The nature of discrimination today is dramatically different from the pernicious, overt discrimination that existed decades ago, which gave rise to the introduction of equal opportunity and affirmative action legislation back in the 1980s.
These days, thanks to a large body of social science research, and more recently the study of neuroscience, we are more aware of how unconscious biases affect judgement and behaviour and entrench stereotypes in the workplace.
The filter effect
Unconscious bias is a natural human response to the overwhelming amount of information our brains must cope with. From a biological perspective, our brain acts as a filtering mechanism. As it is impossible to process every bit of information bombarding us at every moment, our brain relies on taking cognitive shortcuts.
That is, we make sense of the world by filtering out non-essential information and taking shortcuts in our thinking. When this thinking is about people or individuals our shortcuts often result in stereotyping.
When we categorise someone as male or female, we perceive them through the filter of cultural beliefs and norms. This is usually unconscious and unintended but it is prejudicial nonetheless. Perhaps this explains why women continue to be disadvantaged when applying for top management and executive jobs, often thought to require characteristics such as ambition, aggressiveness and emotional toughness, which are stereotypical male qualities.
Putting unconscious bias to the test
A meta-analysis of the employment prospects of fictitious job applicants shows that overall, men are rated more favourably than identically experienced women for “male” jobs. In one study (Steinprice et al, 2007, reported in Fine, C., 2010), more than 100 university psychologists were asked to rate the CVs of Dr Karen Miller or Dr Brian Miller, fictitious applicants for an academic tenure-track job. The CVs were identical, apart from the name.
Yet, strangely, the male Dr Miller was perceived (by both male and female reviewers) to have better research, teaching and service experience than the female Dr Miller. Overall, about three-quarters of the psychologists thought Dr Brian was hireable, while less than half had the same confidence in Dr Karen.
The stereotype threat and its effect
A stereotype threat is the threat of being judged or treated poorly in settings where a negative stereotype about your group applies. Identifying with a negative stereotype can lower performance expectations, trigger performance anxiety and increase other negative emotions (Cadinu et al, 2003).

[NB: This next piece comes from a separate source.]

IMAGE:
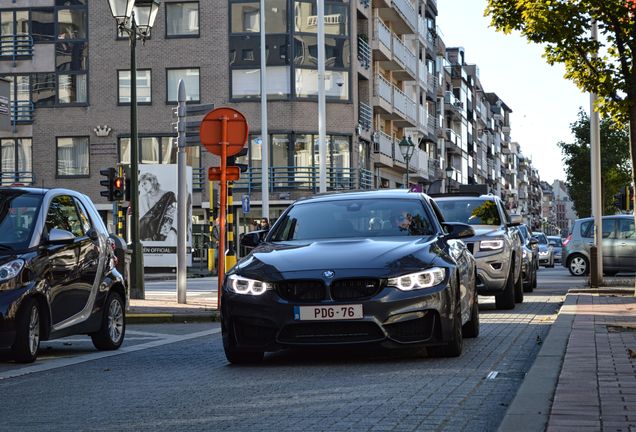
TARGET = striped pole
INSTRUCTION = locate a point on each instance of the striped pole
(211, 249)
(230, 254)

Apart from disrupting our rational thought processes and confusing our focus, a stereotype threat can also stimulate a failure-prevention mindset. This means we focus on averting risk and preventing failure, rather than seeking success through being bold or creative. Extreme risk aversion is clearly detrimental to a rising career.
As women become increasingly outnumbered by men, they will progressively lose one very effective protection against stereotyping – safety in numbers, with other women as role models to aspire to. They lose their sense of belonging.
The way forward
So, can women truly succeed in male-dominated environments given the obstacles of stereotyping, unconscious bias, and their minority status at the top?
In 2010, Accenture surveyed more than 500 senior executives from medium to large companies around the world. This survey indicated that resilience was considered extremely important when considering which staff members to retain. More importantly for this discussion, these leaders viewed women as being slightly more resilient than men, indicating a likelihood of choosing or retaining a woman over a man if all other things were equal.
There are varied and complex factors at play when it comes to why women still struggle to make it to the top of organisations. Many women have impressive leadership skills. However, women still need to work harder than men to prove themselves if working in male-dominated domains of the business world.
Progress will be made when organisations move beyond merely ‘accommodating’ diversity in teams, to assimilating diverse thinking in everything they and their people do. This requires openness in leaders to continually confront their own biases, to pull the organisation’s assumptions apart and test them, and to actively seek out different views.
With pervasive stereotypes, unconscious bias and isolation at the top, the mindset a woman brings to a senior role is also one of the factors that will be critical to her success. Overcoming women’s own stereotypes and biases as well as those of her male counterparts will have to be part of the solution.